Virulence properties of Mycobacterium bovis

Martin Zumarraga1, Rogelio Hernández Pando2, Fabiana Bigi1 and Angel Cataldi1

1 Institute of Biotechnology.
2 INTA, Argentina and National Institute of Medical Sciences and Nutrition.

M. bovis is the causative agent of bovine tuberculosis and it can infect numerous mammalian species including man. This bacteria belongs to the Mycobacterium tuberculosis complex and is highly related to M. tuberculosis, having both bacteria a sequence similarity of 99,95 % and a totally conserved sinteny. However the host range, and some biochemical properties, and cultural characteristics are different. The molecular basis for these differences are ascribed to genomics deletions (RD, regions of differences) in M. bovis respect to M. tuberculosis and to some SNPs. In addition, we have observed novel gene deletions and duplications in M. bovis genome.

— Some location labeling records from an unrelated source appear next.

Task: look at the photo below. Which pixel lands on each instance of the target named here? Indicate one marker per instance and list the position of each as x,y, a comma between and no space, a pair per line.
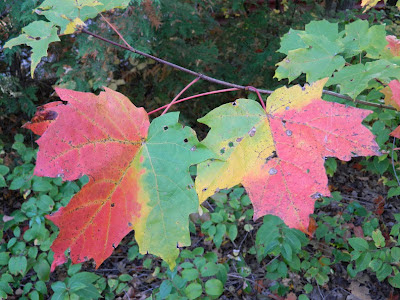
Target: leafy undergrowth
231,256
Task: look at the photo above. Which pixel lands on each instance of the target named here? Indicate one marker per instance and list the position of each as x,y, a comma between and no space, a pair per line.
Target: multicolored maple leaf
278,154
392,97
139,175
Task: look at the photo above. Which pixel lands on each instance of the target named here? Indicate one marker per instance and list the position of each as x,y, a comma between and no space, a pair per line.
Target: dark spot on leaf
273,155
252,132
316,196
272,171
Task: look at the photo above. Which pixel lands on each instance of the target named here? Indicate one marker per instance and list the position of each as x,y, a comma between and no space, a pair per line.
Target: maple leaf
392,97
278,154
355,78
393,45
37,35
313,52
392,94
139,175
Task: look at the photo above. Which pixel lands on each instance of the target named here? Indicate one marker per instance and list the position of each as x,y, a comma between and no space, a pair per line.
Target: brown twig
180,93
211,79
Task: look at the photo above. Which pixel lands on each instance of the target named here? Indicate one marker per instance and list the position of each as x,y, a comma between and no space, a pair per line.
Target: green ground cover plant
233,252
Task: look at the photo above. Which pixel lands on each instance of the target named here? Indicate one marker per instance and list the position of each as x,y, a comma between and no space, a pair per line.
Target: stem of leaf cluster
208,78
195,96
252,88
180,93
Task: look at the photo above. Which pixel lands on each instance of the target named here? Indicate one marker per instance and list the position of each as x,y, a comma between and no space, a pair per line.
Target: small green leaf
378,238
165,289
17,265
358,244
190,274
42,269
395,252
209,269
214,287
395,281
193,290
4,258
384,272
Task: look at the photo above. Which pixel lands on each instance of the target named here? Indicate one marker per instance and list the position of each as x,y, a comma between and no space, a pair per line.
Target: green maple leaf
67,14
37,35
360,37
317,61
313,52
354,79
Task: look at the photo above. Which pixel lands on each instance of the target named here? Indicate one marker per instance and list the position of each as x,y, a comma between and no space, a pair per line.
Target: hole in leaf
273,155
272,171
316,196
252,132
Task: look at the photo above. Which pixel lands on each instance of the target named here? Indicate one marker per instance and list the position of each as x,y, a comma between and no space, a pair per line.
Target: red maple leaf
278,154
138,175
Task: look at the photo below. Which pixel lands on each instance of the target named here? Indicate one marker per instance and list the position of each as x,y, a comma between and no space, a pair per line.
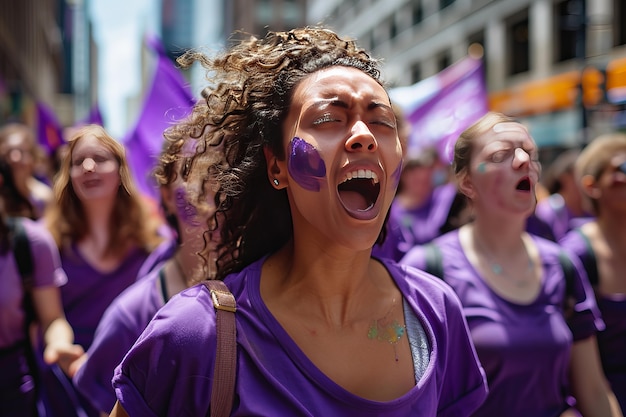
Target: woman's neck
613,227
498,236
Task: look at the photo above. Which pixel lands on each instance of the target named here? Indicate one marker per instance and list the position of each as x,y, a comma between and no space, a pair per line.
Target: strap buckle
223,300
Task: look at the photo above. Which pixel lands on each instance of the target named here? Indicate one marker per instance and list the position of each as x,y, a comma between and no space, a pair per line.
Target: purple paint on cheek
306,165
186,211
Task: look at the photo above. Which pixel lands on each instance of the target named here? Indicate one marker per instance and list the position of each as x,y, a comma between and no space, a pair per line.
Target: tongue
353,201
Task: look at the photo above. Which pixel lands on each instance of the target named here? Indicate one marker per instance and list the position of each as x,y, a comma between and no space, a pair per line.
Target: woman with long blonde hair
101,226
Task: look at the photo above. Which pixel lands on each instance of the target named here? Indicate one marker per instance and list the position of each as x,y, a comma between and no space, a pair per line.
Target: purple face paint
186,211
305,164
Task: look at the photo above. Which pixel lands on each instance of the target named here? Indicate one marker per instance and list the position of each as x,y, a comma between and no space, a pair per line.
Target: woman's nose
361,138
521,158
89,164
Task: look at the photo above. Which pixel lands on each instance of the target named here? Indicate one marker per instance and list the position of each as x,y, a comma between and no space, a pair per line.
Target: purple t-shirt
160,254
408,228
89,292
169,370
612,340
120,326
46,272
525,349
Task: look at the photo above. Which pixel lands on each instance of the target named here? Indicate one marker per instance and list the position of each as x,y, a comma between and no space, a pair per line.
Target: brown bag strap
226,356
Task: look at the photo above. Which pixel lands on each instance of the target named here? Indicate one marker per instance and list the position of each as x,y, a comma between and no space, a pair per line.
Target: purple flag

The virulence of some selected M. bovis strains was evaluated in a mice model of tuberculosis. The strains were typed using spoligotyping and MIRU typing. A striking variability in lethality, infection, histhopathology and immune response was observed. The most pathogenic strains come from wildlife. Using microarray technology we evaluated the transcriptome of the most and least pathogenic strains and important differences in gene expression were observed. Currently, we are evaluating the virulence of M. bovis in cattle by scoring the advance of TB in animals at slaughterhouses, and performing an age-stratified correlation with particular genotypes.